A pontuação mínima exigida é de 3,00 valores, numa escala de 1 a 5. Em caso de empate, serão tidos em conta sucessivamente a qualidade do projeto, a adequação à estratégia e a data de entrada da candidatura.

 

Potencial de impacto local e regional

Este aviso representa uma oportunidade para transformar problemas ambientais persistentes em respostas de adaptação climática sustentáveis, com efeitos positivos a vários níveis:

  • Ambiental: reforço dos ecossistemas, promoção de soluções baseadas na natureza e melhoria da qualidade do ar e da água;
  • Social: maior segurança face a eventos extremos e promoção da literacia climática;
  • Económico: estímulo ao investimento público verde, com efeitos positivos no emprego e na competitividade dos territórios de baixa densidade.

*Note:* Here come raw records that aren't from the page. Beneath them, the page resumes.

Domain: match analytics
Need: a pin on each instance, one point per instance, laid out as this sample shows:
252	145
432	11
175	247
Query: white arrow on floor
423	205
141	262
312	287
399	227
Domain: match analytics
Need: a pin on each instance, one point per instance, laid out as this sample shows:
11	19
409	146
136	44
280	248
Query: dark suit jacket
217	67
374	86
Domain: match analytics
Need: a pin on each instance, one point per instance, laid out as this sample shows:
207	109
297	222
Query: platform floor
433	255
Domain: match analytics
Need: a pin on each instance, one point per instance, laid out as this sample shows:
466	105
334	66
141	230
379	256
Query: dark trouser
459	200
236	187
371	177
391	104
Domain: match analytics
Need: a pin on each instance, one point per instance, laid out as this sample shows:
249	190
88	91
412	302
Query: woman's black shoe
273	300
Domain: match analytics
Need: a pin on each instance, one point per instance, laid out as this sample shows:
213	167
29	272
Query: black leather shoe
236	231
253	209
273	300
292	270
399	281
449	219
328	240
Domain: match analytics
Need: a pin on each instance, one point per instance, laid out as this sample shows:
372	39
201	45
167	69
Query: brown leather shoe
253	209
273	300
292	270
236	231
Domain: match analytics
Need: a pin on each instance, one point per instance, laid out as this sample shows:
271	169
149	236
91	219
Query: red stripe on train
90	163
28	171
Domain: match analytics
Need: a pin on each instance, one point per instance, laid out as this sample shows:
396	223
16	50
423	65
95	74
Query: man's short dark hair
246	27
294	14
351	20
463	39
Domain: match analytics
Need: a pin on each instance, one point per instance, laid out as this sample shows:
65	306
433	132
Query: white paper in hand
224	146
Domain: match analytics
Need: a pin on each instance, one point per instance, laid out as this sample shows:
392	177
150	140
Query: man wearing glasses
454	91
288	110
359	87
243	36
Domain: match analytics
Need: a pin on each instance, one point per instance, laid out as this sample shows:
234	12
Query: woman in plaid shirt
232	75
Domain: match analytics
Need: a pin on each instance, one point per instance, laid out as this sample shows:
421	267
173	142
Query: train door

Além disso, o investimento em ferramentas tecnológicas de apoio à decisão pode melhorar significativamente a gestão do território e a capacidade de resposta dos municípios e entidades públicas.

 

Como a SkillTech pode apoiar

Com vasta experiência em projetos de digitalização, sustentabilidade ambiental e candidatura a fundos europeus, a SkillTech disponibiliza um conjunto completo de serviços para apoiar entidades na preparação e execução de projetos de adaptação climática:

  • Desenvolvimento de sistemas de modelação e apoio à decisão;
  • Apoio técnico à candidatura (elaboração de memorias, estudos, fundamentações);
  • Consultoria em sustentabilidade, compliance ambiental e DNSH;
  • Execução de planos de comunicação e sensibilização;
  • Apoio à contratação pública e à implementação de critérios ecológicos;
  • Monitorização de indicadores e reporte técnico.

 

Um aviso orientado para soluções

O aviso ALT2030-2025-21 assume-se como uma ferramenta essencial para concretizar a adaptação climática no território sul do país. As soluções propostas — desde zonas verdes urbanas até sistemas tecnológicos de gestão do risco — respondem a necessidades concretas, e contribuem para a proteção ambiental, o bem-estar das comunidades e a promoção de territórios mais resilientes.